Niles council passes moratorium on sexually oriented businesses


By Jordan Cohen

news@vindy.com

NILES

City council has unanimously voted to place a one-year moratorium on permits for “sexually oriented businesses” after last week’s police raid on a Youngstown Road massage parlor that apparently was operating without a permit or license.

Police Chief Robert Hinton said his officers and agents from the state Bureau of Criminal Investigation executed a search warrant Dec. 13 at Susi Kim’s, the only massage parlor in the city, which supposedly had closed after its license expired last July.

“They were conducting business, and charges are pending, but we won’t be filing them for several weeks,” Hinton said. “We’re also waiting to see what BCI comes up with.”

Mayor Ralph Infante said prior to the permit’s expiration last summer, inspections by the police, fire and health departments uncovered code violations at Susi Kim’s that would have had to be corrected before a new license could be issued.

“We’ve got a whole folder on them,” the mayor said. “We sent them a notice of violations, but they did not respond or appeal.”

The new ordinance states that the 12-month length of the moratorium is necessary to allow for “considerable study and public input” in setting “reasonable regulation of adult entertainment land uses.” It defines sexually oriented businesses as adult bookstores, adult arcades, video and novelty stores and adult theaters. It does not, however, list massage parlors among the adult businesses to be regulated.

During the moratorium, the ordinance requires the planning commission and council to work on a regulation plan.

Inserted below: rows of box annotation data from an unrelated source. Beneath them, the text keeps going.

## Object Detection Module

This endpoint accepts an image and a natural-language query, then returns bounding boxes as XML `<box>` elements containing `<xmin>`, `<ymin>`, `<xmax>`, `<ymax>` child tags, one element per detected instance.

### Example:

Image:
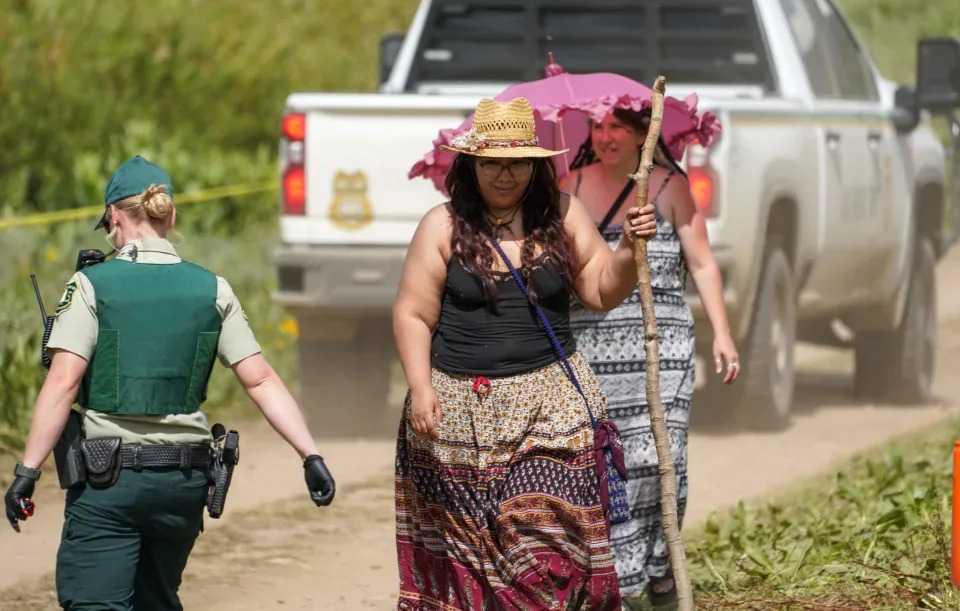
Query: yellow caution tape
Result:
<box><xmin>0</xmin><ymin>181</ymin><xmax>278</xmax><ymax>230</ymax></box>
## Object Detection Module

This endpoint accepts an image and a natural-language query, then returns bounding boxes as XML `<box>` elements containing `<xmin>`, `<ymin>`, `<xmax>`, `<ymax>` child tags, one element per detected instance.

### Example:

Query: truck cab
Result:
<box><xmin>274</xmin><ymin>0</ymin><xmax>960</xmax><ymax>435</ymax></box>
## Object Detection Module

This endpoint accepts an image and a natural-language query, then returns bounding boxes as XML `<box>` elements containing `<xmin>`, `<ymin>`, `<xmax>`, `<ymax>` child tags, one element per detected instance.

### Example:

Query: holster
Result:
<box><xmin>53</xmin><ymin>409</ymin><xmax>87</xmax><ymax>490</ymax></box>
<box><xmin>80</xmin><ymin>437</ymin><xmax>121</xmax><ymax>488</ymax></box>
<box><xmin>206</xmin><ymin>423</ymin><xmax>240</xmax><ymax>519</ymax></box>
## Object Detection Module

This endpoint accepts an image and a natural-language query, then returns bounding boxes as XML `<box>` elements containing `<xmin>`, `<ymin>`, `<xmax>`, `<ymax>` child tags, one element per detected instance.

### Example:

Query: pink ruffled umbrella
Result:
<box><xmin>408</xmin><ymin>54</ymin><xmax>720</xmax><ymax>193</ymax></box>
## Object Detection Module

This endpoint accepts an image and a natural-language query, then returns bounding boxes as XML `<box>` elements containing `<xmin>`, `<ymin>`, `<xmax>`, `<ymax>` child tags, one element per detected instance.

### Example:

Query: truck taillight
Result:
<box><xmin>282</xmin><ymin>112</ymin><xmax>307</xmax><ymax>215</ymax></box>
<box><xmin>283</xmin><ymin>113</ymin><xmax>307</xmax><ymax>142</ymax></box>
<box><xmin>687</xmin><ymin>142</ymin><xmax>720</xmax><ymax>217</ymax></box>
<box><xmin>283</xmin><ymin>166</ymin><xmax>307</xmax><ymax>214</ymax></box>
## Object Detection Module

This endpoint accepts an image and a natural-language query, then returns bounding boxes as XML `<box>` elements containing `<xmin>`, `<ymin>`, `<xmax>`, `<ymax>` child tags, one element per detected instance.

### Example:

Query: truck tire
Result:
<box><xmin>854</xmin><ymin>237</ymin><xmax>937</xmax><ymax>404</ymax></box>
<box><xmin>733</xmin><ymin>247</ymin><xmax>797</xmax><ymax>430</ymax></box>
<box><xmin>299</xmin><ymin>320</ymin><xmax>400</xmax><ymax>439</ymax></box>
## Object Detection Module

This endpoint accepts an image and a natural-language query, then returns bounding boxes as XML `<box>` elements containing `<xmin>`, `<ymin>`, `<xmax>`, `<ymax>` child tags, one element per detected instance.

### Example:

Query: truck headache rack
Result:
<box><xmin>407</xmin><ymin>0</ymin><xmax>775</xmax><ymax>92</ymax></box>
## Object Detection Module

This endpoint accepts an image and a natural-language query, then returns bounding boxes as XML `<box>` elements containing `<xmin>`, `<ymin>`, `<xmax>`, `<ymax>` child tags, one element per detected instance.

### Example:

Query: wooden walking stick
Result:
<box><xmin>630</xmin><ymin>75</ymin><xmax>693</xmax><ymax>611</ymax></box>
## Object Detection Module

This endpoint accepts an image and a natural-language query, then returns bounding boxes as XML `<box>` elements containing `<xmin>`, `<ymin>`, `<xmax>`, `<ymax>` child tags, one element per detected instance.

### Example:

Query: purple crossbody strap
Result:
<box><xmin>490</xmin><ymin>239</ymin><xmax>597</xmax><ymax>431</ymax></box>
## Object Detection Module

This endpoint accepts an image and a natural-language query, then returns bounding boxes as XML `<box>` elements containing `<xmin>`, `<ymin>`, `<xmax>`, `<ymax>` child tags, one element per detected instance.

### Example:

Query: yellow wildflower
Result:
<box><xmin>278</xmin><ymin>316</ymin><xmax>300</xmax><ymax>337</ymax></box>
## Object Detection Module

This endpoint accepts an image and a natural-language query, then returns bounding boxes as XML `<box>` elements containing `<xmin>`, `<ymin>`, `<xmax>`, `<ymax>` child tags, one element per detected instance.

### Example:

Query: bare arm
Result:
<box><xmin>663</xmin><ymin>176</ymin><xmax>740</xmax><ymax>384</ymax></box>
<box><xmin>393</xmin><ymin>206</ymin><xmax>452</xmax><ymax>440</ymax></box>
<box><xmin>662</xmin><ymin>175</ymin><xmax>730</xmax><ymax>335</ymax></box>
<box><xmin>393</xmin><ymin>206</ymin><xmax>451</xmax><ymax>392</ymax></box>
<box><xmin>564</xmin><ymin>196</ymin><xmax>657</xmax><ymax>311</ymax></box>
<box><xmin>232</xmin><ymin>352</ymin><xmax>319</xmax><ymax>458</ymax></box>
<box><xmin>23</xmin><ymin>350</ymin><xmax>87</xmax><ymax>469</ymax></box>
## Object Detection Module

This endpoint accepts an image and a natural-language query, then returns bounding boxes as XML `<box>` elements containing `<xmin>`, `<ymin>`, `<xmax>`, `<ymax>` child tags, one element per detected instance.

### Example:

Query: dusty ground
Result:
<box><xmin>0</xmin><ymin>249</ymin><xmax>960</xmax><ymax>611</ymax></box>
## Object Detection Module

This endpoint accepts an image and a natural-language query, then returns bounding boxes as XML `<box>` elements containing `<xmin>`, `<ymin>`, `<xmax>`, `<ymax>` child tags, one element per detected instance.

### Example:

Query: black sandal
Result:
<box><xmin>648</xmin><ymin>571</ymin><xmax>677</xmax><ymax>610</ymax></box>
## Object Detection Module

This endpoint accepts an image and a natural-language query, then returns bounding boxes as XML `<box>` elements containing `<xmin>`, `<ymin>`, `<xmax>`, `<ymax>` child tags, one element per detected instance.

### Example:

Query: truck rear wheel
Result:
<box><xmin>854</xmin><ymin>237</ymin><xmax>937</xmax><ymax>404</ymax></box>
<box><xmin>734</xmin><ymin>247</ymin><xmax>797</xmax><ymax>430</ymax></box>
<box><xmin>299</xmin><ymin>319</ymin><xmax>400</xmax><ymax>438</ymax></box>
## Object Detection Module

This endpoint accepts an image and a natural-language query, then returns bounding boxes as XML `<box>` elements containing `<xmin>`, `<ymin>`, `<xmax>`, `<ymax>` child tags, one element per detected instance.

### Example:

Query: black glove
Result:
<box><xmin>3</xmin><ymin>475</ymin><xmax>36</xmax><ymax>532</ymax></box>
<box><xmin>303</xmin><ymin>454</ymin><xmax>337</xmax><ymax>507</ymax></box>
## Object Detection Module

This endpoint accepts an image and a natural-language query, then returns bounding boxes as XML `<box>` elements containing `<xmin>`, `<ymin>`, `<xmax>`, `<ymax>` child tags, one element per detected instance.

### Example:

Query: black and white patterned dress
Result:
<box><xmin>570</xmin><ymin>173</ymin><xmax>694</xmax><ymax>596</ymax></box>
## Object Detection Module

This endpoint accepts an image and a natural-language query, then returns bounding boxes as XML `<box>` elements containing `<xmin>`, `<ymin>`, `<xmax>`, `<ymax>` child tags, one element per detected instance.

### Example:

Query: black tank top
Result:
<box><xmin>431</xmin><ymin>255</ymin><xmax>576</xmax><ymax>377</ymax></box>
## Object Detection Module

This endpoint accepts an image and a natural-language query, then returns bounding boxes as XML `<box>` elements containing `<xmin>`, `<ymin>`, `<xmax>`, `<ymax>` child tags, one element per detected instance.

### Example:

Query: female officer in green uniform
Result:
<box><xmin>4</xmin><ymin>156</ymin><xmax>334</xmax><ymax>611</ymax></box>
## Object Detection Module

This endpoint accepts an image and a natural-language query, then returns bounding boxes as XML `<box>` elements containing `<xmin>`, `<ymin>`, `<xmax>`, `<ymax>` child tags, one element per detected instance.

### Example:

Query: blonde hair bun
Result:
<box><xmin>140</xmin><ymin>185</ymin><xmax>173</xmax><ymax>219</ymax></box>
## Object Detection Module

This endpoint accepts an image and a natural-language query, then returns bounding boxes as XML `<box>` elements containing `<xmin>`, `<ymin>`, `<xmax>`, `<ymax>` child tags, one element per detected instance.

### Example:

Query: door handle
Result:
<box><xmin>827</xmin><ymin>129</ymin><xmax>840</xmax><ymax>151</ymax></box>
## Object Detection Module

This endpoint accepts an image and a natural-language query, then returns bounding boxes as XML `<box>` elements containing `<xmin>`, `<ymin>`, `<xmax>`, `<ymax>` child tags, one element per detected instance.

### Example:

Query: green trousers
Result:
<box><xmin>56</xmin><ymin>468</ymin><xmax>207</xmax><ymax>611</ymax></box>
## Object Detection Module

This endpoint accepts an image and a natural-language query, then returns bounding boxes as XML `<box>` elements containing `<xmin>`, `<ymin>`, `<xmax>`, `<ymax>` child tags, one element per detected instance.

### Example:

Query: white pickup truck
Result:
<box><xmin>275</xmin><ymin>0</ymin><xmax>960</xmax><ymax>435</ymax></box>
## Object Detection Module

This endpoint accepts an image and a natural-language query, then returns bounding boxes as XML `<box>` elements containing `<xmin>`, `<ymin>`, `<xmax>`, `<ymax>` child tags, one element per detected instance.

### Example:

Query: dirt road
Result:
<box><xmin>0</xmin><ymin>249</ymin><xmax>960</xmax><ymax>611</ymax></box>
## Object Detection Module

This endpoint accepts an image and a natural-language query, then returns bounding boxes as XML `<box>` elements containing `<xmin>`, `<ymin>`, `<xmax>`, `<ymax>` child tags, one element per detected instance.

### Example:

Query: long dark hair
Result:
<box><xmin>444</xmin><ymin>154</ymin><xmax>580</xmax><ymax>312</ymax></box>
<box><xmin>570</xmin><ymin>108</ymin><xmax>687</xmax><ymax>178</ymax></box>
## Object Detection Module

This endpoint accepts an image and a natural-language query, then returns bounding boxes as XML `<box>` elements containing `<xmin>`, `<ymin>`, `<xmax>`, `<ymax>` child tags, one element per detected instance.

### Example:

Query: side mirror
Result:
<box><xmin>380</xmin><ymin>32</ymin><xmax>406</xmax><ymax>84</ymax></box>
<box><xmin>916</xmin><ymin>36</ymin><xmax>960</xmax><ymax>113</ymax></box>
<box><xmin>891</xmin><ymin>85</ymin><xmax>920</xmax><ymax>134</ymax></box>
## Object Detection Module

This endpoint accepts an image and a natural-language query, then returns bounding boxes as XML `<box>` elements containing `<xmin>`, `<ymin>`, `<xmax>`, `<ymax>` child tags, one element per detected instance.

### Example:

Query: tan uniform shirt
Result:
<box><xmin>47</xmin><ymin>238</ymin><xmax>260</xmax><ymax>444</ymax></box>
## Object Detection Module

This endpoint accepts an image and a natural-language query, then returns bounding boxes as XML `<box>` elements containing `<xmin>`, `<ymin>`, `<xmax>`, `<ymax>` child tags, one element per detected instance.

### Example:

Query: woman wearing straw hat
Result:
<box><xmin>393</xmin><ymin>98</ymin><xmax>656</xmax><ymax>610</ymax></box>
<box><xmin>561</xmin><ymin>109</ymin><xmax>740</xmax><ymax>608</ymax></box>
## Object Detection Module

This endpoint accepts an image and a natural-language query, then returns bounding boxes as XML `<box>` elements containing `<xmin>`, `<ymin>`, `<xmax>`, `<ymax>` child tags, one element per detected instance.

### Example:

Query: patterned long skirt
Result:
<box><xmin>396</xmin><ymin>353</ymin><xmax>621</xmax><ymax>611</ymax></box>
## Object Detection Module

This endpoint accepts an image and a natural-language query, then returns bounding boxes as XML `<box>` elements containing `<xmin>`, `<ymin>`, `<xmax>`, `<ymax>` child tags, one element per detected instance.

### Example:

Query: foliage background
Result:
<box><xmin>0</xmin><ymin>0</ymin><xmax>960</xmax><ymax>446</ymax></box>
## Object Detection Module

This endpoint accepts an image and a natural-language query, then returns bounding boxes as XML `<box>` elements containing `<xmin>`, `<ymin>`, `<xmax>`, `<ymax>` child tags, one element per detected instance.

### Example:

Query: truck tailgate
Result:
<box><xmin>280</xmin><ymin>94</ymin><xmax>479</xmax><ymax>246</ymax></box>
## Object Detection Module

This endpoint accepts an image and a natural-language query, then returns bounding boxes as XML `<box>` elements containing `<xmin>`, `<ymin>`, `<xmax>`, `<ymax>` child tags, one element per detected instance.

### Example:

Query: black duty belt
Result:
<box><xmin>120</xmin><ymin>443</ymin><xmax>210</xmax><ymax>469</ymax></box>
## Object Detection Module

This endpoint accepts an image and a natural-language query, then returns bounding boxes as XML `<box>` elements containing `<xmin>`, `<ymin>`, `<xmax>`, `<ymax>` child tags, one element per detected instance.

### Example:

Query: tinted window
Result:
<box><xmin>780</xmin><ymin>0</ymin><xmax>841</xmax><ymax>98</ymax></box>
<box><xmin>815</xmin><ymin>0</ymin><xmax>877</xmax><ymax>100</ymax></box>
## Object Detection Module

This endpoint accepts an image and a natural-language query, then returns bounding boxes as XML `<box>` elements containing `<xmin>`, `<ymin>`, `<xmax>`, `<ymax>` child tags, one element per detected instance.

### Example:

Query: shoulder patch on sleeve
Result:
<box><xmin>54</xmin><ymin>282</ymin><xmax>77</xmax><ymax>316</ymax></box>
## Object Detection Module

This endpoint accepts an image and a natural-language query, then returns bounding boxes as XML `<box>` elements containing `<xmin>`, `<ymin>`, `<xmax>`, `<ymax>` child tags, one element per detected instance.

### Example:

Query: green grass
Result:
<box><xmin>685</xmin><ymin>419</ymin><xmax>960</xmax><ymax>610</ymax></box>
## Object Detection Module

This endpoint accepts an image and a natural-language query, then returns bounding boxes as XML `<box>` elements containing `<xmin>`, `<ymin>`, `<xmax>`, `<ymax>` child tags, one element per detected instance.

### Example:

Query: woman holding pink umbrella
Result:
<box><xmin>561</xmin><ymin>109</ymin><xmax>740</xmax><ymax>608</ymax></box>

“We can use this time to put more meat on our ordinance,” the mayor said.

Terry Dull, city law director, said the moratorium is designed to prevent a district of adult-oriented stores from being established in Niles. “We’re doing what we are legally allowed to do, and I feel comfortable with the legality of the ordinance,” Dull said.

Infante said Niles wants to avoid what happened in Warren in 2011 when police uncovered prostitution and suspected human trafficking of women in a number of massage parlors, many of which subsequently were shut down.

“We found no evidence of human trafficking in our investigation here,” Hinton said.